Some of them, such as the British woman found by The Times, are stranded in refugee camps in Syria and currently beyond the reach of consular officials, while others are being held by the Kurdish forces that have contributed so much to the destruction of the caliphate.
The Kurds, want to see the back of them. A terse message — “Take your trash home” — reportedly sent to Western capitals appears heartless, but is explicable given the blood and treasure that has been lost in the campaign to bring down IS.
It has been said of the woman who wants to be brought back to the UK that she was a mere 15-year-old schoolgirl when she, along with others in North America and Western Europe, fell for the poisonous promise of an Islamic utopia.
It was just one of those silly mistakes teenagers make.
Her explanation might in time be that she was the innocent, naïve victim of those who groomed her.
If, however, she sticks with the account she has provided so far, she can expect to see few if any “Welcome Back” banners on her return.
She doesn’t regret joining IS, membership of which is a serious criminal act under UK law.
The first sight of a severed head did not “faze” her.
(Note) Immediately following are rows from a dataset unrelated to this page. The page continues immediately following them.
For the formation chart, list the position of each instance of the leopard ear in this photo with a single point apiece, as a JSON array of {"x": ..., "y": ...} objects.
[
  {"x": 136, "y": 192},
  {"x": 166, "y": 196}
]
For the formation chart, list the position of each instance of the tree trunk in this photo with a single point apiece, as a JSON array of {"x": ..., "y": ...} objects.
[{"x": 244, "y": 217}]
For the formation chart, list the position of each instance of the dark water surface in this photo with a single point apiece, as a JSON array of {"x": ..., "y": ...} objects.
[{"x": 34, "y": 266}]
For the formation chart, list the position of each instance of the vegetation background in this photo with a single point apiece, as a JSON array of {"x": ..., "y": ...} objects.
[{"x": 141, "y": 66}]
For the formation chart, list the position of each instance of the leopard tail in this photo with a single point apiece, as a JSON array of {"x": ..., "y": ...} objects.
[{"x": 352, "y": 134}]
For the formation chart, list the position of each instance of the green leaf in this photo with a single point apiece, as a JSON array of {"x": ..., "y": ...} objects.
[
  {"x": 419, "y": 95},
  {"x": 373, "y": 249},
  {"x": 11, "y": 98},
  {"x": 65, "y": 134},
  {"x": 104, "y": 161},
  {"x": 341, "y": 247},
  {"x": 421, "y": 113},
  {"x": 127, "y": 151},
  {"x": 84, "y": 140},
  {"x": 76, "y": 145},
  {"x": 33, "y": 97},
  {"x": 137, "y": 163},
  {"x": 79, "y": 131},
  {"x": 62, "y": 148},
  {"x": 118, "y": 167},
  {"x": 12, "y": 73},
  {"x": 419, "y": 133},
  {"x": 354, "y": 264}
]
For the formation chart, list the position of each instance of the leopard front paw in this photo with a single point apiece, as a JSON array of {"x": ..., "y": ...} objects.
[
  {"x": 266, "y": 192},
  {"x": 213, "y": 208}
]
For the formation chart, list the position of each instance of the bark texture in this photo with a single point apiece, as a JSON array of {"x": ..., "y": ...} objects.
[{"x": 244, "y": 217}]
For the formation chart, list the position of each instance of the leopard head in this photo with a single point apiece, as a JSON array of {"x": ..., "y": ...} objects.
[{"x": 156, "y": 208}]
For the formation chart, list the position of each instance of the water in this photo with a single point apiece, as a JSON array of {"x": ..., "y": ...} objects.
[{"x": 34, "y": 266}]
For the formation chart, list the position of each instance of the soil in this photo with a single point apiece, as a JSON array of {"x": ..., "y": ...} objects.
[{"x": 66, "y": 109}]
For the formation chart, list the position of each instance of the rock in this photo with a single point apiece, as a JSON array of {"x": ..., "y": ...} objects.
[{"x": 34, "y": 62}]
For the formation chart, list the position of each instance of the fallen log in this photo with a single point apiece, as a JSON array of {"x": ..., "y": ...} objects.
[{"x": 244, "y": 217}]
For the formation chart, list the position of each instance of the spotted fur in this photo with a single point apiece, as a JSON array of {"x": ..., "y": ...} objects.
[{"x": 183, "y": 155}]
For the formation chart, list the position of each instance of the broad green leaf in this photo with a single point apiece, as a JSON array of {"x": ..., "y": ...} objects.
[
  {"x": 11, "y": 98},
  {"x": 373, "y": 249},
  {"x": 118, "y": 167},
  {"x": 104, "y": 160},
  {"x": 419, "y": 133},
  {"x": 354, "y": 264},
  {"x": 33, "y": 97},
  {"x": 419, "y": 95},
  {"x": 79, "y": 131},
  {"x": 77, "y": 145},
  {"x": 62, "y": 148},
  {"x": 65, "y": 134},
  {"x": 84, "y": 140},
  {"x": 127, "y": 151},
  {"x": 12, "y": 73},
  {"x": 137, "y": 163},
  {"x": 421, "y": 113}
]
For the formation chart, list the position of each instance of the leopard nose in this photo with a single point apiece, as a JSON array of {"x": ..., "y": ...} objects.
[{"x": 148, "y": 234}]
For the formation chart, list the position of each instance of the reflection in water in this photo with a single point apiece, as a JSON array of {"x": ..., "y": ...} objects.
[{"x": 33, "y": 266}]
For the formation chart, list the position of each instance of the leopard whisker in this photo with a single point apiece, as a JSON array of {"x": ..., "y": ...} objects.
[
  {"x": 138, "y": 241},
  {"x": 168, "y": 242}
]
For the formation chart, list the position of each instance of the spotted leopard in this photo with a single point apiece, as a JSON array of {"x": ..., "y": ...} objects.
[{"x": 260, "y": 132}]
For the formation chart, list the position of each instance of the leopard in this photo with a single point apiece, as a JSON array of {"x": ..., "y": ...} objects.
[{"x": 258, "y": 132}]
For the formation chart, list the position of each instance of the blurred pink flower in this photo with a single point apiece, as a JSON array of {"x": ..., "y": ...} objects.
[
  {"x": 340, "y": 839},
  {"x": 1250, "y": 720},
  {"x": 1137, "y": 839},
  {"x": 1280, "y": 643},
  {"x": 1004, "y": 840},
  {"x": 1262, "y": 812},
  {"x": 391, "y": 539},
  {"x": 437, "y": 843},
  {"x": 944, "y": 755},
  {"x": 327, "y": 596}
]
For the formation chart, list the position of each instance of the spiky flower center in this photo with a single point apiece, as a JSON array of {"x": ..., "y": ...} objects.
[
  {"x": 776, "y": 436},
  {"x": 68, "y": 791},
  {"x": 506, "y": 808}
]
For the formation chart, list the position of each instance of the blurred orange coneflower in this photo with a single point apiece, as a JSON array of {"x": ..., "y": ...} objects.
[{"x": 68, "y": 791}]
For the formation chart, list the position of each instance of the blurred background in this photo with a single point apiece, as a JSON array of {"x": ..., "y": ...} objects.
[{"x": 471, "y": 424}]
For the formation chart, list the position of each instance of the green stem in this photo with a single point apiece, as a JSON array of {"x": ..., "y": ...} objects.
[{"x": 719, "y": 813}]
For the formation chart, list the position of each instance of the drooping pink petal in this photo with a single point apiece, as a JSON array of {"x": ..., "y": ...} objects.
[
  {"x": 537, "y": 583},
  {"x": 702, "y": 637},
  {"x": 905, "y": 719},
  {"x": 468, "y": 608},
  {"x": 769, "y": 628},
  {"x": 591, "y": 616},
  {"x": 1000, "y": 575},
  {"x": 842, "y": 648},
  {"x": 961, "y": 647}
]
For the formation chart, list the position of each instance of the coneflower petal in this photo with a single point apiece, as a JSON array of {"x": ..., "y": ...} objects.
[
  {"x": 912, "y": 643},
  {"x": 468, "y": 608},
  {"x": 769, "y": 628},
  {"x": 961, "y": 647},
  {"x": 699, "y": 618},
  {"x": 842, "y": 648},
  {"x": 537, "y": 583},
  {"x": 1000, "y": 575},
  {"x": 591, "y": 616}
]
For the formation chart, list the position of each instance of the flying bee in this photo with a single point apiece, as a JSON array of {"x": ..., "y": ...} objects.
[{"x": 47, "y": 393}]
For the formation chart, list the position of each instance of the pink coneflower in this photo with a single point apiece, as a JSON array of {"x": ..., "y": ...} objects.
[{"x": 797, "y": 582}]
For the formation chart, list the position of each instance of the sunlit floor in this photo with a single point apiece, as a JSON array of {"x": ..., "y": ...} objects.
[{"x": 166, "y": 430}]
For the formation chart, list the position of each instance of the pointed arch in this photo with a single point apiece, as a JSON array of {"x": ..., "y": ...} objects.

Life in Raqqa was “mostly normal”.
All she wants to do now, carrying her third child, is go back to her home country and “live quietly”.
It’s almost as if she believes she’s been on little more than an extended holiday on Ibiza.
As tragic as this story is for her family, the fact remains that actions have consequences, and the actions of those
who rushed to the caliphate’s black flag have to be examined by security agencies and prosecutors.
To what extent did they aid, abet and condone IS crimes — not only in Iraq and Syria but also in Europe and North America?
Should they return to their home countries, what level of threat might they pose to public safety?
On a more positive note, can returners be persuaded to provide information that could be invaluable to intelligence services, which are aware that IS as a creed and a missionary death cult might survive the loss of its blood-drenched caliphate?
This is the moral dilemma facing authorities in Western capitals.
Governments have a responsibility to citizens in trouble overseas, but does that obligation loosen when the person asking for help has been seen — as would-be IS returners have done — to not only willingly place
themselves in danger but also to join an organisation whose purpose was the destruction of their own societies?
Many would say, with justification, that it does, and that a government’s principal obligation is to the safety of its loyal and law-abiding population.